Manelão sorri e acrescenta:

– Meu avô resumia essa filosofia da seguinte forma: “não se deve fiar no ovo ainda não saído do fiofó da galinha!”

– É isso aí! No dia em que aprender a poupar – volta Tatão – o brasileiro consciente deixará de esperar a Previdência Social como seu sustento na velhice; poderá tê-la, porém, dela não mais depender.

– E você acha que uma “merrequinha”, poupada mensalmente, pode ajudar alguém na velhice? – indaga Dorinha, continuando – Caderneta de poupança, investimento do pobre, não creio que seja boa contraposição à aposentadoria paga pelo INSS.

E Tatão contra-ataca:

– É claro que não é solução! E o que você intitula “investimento do pobre” eu chamo de empréstimo, praticamente de graça, ao governo; disso não passa a popular caderneta de poupança! Ao invés de emprestar ao governo, brasileiro deveria investir em si próprio.

– E o que seria investimento em si próprio? – indaga Chiquinha.

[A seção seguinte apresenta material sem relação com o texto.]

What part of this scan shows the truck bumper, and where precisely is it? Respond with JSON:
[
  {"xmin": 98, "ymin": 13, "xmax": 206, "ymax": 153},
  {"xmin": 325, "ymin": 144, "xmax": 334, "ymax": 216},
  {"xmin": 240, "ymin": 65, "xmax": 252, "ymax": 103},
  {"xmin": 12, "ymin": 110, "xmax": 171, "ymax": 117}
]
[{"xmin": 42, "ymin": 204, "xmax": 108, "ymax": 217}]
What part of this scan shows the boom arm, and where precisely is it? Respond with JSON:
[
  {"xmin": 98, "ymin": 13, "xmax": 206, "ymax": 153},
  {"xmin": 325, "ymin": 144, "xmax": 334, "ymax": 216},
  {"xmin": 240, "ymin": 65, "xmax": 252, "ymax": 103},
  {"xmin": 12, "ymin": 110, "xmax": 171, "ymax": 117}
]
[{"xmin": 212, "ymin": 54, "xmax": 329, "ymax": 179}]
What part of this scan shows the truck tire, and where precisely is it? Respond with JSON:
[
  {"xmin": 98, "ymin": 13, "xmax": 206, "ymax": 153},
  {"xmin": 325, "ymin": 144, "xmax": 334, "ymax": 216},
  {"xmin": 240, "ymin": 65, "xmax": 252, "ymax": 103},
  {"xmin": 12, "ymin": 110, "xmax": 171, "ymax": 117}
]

– Há vários, mas já que se fala em aposentadoria, aponto a previdência privada, como meio de suplementar a aposentadoria paga pelo INSS. Em minha opinião, a subscrição de um plano de previdência privada é a melhor poupança, pois reverte de fato ao poupador sob a forma de aposentadoria menos injusta. É o que chamo de investimento em si próprio, assim como o é o plano de saúde, descoberto a duras penas nas filas da saúde pública, embora ainda cheio de armadilhas, das quais nem todos conseguem escapar. Infelizmente, gasta-se o que se ganha e o que ainda vai ganhar com supérfluos, ou com o que pode ficar para depois. O brasileiro ainda não aprendeu a poupar para investir em si próprio.